Tak hanya di kancah internasional, di dalam negeri terdapat Peraturan Badan Pengawasan Obat dan Makanan (BPOM) nomor 9 Tahun 2022 tentang Persyaratan Cemaran Logam Berat dalam Pangan Olahan. Budi menyebut batas maksimum merkuri dalam pangan olahan ikan sebesar 0,5 mg/kg. Kemudian batas maksimum merkuri pada pangan olahan ikan yang berasal dari ikan predator seperti cucut, tuna, marlin dan lainnya adalah 1,0 mg/kg.
Selain BPOM, terdapat Standar Nasional Indonesia (SNI) yang mengatur batas maksimum merkuri pada ikan atau olahan ikan. Sebagai contoh persyaratan batas maksimum merkuri pada ikan beku yang tertuang dalam SNI 4110:2020 sebesar 0,5 mg/kg (selain predator) dan 1,0 mg/kg (khusus ikan predator). Contoh lainnya, seperti pada SNI 8222:2022 Sarden dan makerel dalam kemasan kaleng, batas maksimum merkuri sebesar 0,5 mg/kg dan pada SNI 8223:2022 Tuna dalam kemasan kaleng yang merupakan produk berbahan baku ikan predator, mensyaratkan batas maksimum sebesar 1,0 mg/kg.

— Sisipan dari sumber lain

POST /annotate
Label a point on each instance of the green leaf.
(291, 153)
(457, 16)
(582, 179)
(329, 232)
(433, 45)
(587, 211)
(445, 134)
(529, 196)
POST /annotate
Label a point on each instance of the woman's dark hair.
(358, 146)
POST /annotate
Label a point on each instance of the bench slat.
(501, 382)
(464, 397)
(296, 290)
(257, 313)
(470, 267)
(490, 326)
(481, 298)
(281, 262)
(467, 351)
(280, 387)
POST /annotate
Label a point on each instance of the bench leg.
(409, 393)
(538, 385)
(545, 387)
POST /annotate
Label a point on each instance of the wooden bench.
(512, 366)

Budi menegaskan bahwa negara sangat concern terhadap keamanan pangan dan negara hadir dengan menetapkan standar dan regulasi agar pangan memenuhi ketentuan yang ditetapkan. Jadi, ambang batas tersebut merupakan bagian dari standar keamanan pangan.
"Kalau kata orang tua ada tabur tuai, apa yang kita tabur juga akan kita rasakan di masa mendatang. Jadi mari kita jadi konsumen cerdas dan bergerak menuju Indonesia emas 2045," tegasnya.

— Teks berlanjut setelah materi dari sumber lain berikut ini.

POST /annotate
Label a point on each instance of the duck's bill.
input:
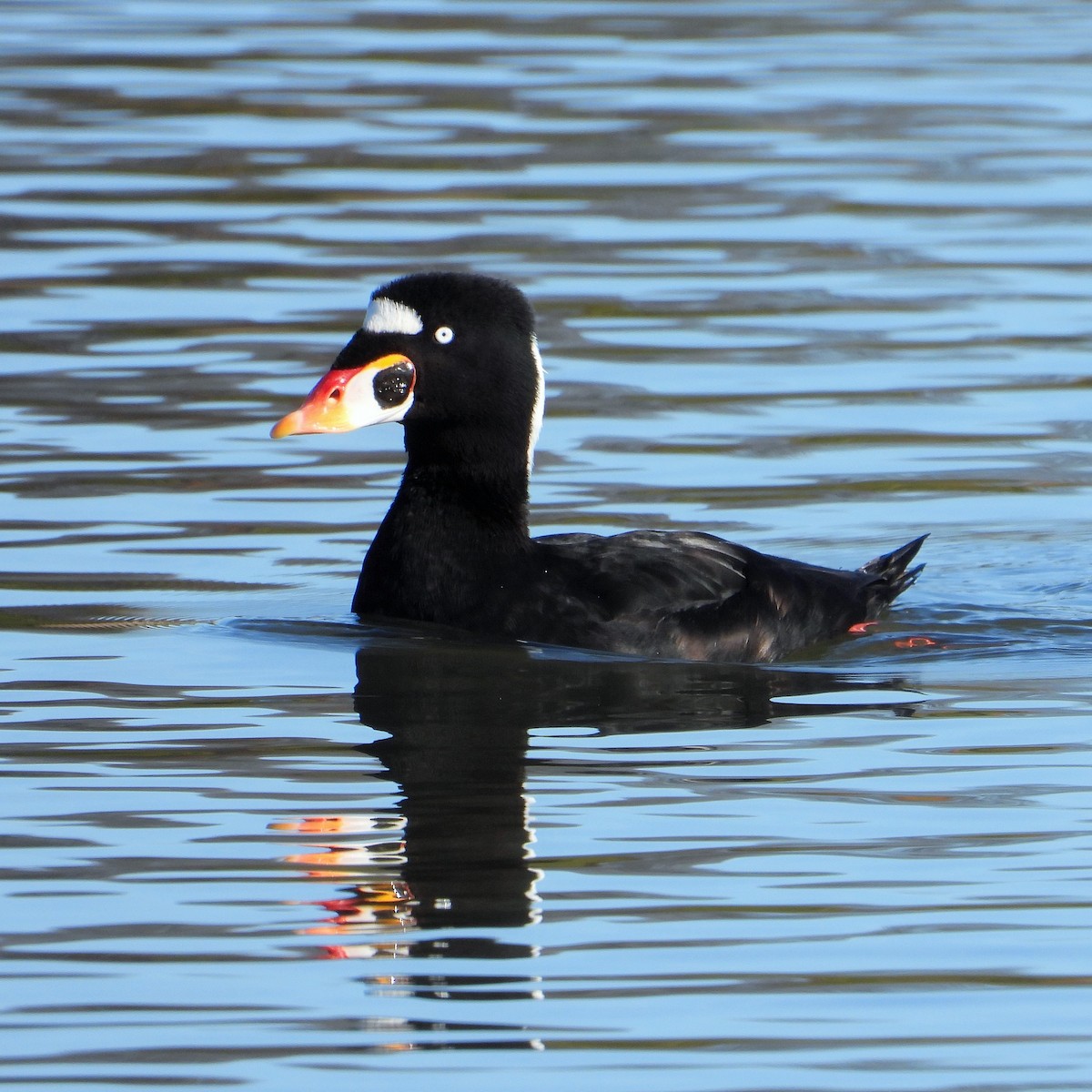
(350, 398)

Selain itu, jaminan mutu ikan juga sangat ditentukan oleh kualitas ekosistem sumberdaya ikan tersebut. Karenanya, Budi mengajak masyarakat untuk bersama menjaga lingkungan dan habitat ikan agar tetap berkualitas sebagai suatu ekosistem yang sehat tempat berkembangbiaknya ikan yang bermutu.
Sebagai informasi, Hari Pangan Sedunia lahir sebagai respons atas semakin rawannya krisis pangan di dunia. Sejak diselenggarakan Konferensi Pangan Sedunia di Roma tahun 1974, Food and Agriculture Organization (FAO) terus mengingatkan kerentanan tersebut hingga pada Konferensi ke-20 bulan Nopember 1979 di Roma mencetuskan Resolusi Nomor 179 yang disepakati semua negara anggota FAO termasuk Indonesia, yang menetapkan untuk memperingati World Food Day (Hari Pangan Sedunia). Peringatan HPS dimulai tahun 1981 dan dilaksanakan setiap tanggal 16 Oktober, sesuai dengan hari didirikannya FAO yaitu pada tanggal 16 Oktober 1945 di Quebec City, Canada.

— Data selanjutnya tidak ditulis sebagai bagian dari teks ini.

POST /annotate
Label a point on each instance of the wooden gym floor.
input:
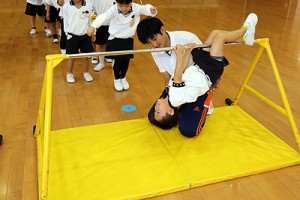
(22, 65)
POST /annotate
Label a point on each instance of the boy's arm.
(180, 55)
(60, 2)
(99, 21)
(148, 10)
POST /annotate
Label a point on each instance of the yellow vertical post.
(52, 62)
(250, 72)
(265, 45)
(282, 93)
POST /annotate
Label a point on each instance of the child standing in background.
(52, 11)
(76, 14)
(124, 17)
(101, 6)
(33, 8)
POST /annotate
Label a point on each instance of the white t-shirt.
(101, 6)
(196, 84)
(167, 63)
(35, 2)
(77, 20)
(52, 3)
(122, 26)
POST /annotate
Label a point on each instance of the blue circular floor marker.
(128, 108)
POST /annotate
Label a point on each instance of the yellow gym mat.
(134, 160)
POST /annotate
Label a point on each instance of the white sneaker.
(118, 84)
(48, 32)
(87, 76)
(33, 31)
(125, 84)
(55, 41)
(250, 24)
(70, 78)
(99, 67)
(112, 63)
(94, 60)
(210, 108)
(108, 60)
(59, 32)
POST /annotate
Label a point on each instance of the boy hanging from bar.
(186, 99)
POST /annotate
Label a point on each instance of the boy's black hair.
(167, 122)
(124, 1)
(148, 28)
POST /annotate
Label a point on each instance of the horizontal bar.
(114, 53)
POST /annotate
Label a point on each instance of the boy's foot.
(99, 67)
(125, 84)
(59, 32)
(210, 108)
(112, 63)
(108, 60)
(250, 24)
(48, 32)
(118, 85)
(70, 78)
(33, 31)
(87, 76)
(94, 60)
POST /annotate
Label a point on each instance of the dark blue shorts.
(102, 35)
(79, 42)
(34, 10)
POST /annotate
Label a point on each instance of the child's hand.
(216, 85)
(90, 31)
(191, 45)
(153, 10)
(93, 38)
(179, 50)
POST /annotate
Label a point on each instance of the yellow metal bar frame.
(286, 110)
(43, 126)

Sebelumnya, Menteri Kelautan dan Perikanan, Sakti Wahyu Trenggono, mengungkapkan pentingnya menjadikan ikan sebagai lauk pauk utama bagi anak-anak. Menurutnya, ikan mengandung protein yang lengkap serta Omega 3, yang sangat baik untuk meningkatkan kecerdasan anak dan mencegah stunting.